変数 | 参照(例示) | オブジェクト |
a | 参照-1 | { x : 10 } |
b | 参照-1 |
変数aの参照が変数bへ代入される。変数aとbは、同じオブジェクトを参照する。
008
009//別のオブジェクトを設定
010a = { x : 20 } ;
011
012//それぞれ表示[a:20][b:10]
013alert ( "a:" + a.x ) ;
014alert ( "b:" + b.x ) ;
7行目で参照渡しをした後、10行目で新しいオブジェクトを変数aへ代入する。
変数 | 参照(例示) | オブジェクト |
a | 参照-XXX | { x : 20 } |
b | 参照-1 | { x : 10 } |
10行目で新しいオブジェクトを生成し、そのオブジェクトの参照を変数aへ代入する。
表では、オブジェクトの参照を「参照-XXX」と表記した。
何度もいうが、実際の参照の値は分からない。「参照-XXX」は解説用に例示した値である。

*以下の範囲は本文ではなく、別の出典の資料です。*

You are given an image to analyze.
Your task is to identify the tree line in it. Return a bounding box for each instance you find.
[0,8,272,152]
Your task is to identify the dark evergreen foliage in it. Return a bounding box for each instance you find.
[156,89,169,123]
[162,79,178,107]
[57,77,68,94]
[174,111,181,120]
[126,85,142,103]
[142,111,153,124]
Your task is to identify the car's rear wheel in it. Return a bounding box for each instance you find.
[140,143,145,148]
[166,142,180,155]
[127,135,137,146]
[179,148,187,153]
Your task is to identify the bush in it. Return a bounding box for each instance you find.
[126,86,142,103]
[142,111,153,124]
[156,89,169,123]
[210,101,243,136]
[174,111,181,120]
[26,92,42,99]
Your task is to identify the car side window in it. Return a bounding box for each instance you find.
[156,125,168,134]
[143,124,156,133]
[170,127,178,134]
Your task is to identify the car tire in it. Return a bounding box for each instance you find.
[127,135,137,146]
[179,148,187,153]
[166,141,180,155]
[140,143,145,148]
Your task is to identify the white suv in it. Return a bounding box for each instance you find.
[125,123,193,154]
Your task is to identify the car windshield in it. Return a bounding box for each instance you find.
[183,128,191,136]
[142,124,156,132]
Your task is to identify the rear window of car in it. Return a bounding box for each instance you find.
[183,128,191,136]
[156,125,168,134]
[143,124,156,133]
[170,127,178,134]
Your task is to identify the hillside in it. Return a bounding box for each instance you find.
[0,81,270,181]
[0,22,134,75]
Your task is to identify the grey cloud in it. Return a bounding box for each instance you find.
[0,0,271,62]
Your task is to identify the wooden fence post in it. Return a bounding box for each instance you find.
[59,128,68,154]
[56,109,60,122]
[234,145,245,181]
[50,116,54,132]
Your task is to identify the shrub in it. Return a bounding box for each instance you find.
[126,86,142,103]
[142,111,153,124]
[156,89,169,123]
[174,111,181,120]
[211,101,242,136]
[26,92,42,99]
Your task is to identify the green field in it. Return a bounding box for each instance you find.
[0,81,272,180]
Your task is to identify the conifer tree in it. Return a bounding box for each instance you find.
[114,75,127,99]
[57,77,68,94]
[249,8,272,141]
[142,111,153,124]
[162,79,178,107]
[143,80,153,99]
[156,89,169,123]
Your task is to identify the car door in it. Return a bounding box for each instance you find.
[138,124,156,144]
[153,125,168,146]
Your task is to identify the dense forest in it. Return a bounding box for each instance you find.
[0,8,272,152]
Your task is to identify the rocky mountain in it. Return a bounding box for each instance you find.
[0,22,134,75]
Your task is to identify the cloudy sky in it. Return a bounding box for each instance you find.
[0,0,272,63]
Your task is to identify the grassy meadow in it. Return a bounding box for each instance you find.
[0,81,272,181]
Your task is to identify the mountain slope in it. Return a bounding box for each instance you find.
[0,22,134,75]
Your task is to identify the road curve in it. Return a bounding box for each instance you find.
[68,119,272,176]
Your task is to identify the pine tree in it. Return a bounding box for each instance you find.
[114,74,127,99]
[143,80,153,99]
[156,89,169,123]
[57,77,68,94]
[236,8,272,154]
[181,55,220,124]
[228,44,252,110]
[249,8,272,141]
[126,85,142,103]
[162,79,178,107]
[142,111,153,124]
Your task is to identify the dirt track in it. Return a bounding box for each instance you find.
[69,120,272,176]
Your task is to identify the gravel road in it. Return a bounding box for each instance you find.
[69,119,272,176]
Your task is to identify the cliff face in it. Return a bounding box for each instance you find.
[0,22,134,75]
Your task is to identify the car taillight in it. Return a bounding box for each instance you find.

10行目で、オブジェクト { x : 20 } を生成すると、戻り値として参照が戻る
(表では「参照-XXX」)。
その参照を変数aで受け取る。
13行目と14行目で、変数aとbが参照するオブジェクトのxプロパティの値を表示する。
「a:20」「b:10」と表示する。
014alert ( "b:" + b.x ) ;
015
016//変数aのオブジェクトを変更
017a.x = 50 ;
018
019//それぞれ表示[a:50][b:10]
020alert ( "a:" + a.x ) ;
021alert ( "b:" + b.x ) ;
17行目で、変数aが参照するオブジェクトのxプロパティの値を「50」に変更する。
変数 | 参照(例示) | オブジェクト |
a | 参照-XXX | { x : 50 } |
b | 参照-1 | { x : 10 } |
変数aとbが参照するオブジェクトは異なる。今回、変数aが参照するオブジェクトの
xプロパティの値を「50」にした。当然、変数bが参照するオブジェクトに影響は無い。
20行目と21行目で変数aとbが参照するオブジェクトのxプロパティの値を表示する。
「a:50」「b:10」と表示して、プログラムが終了する。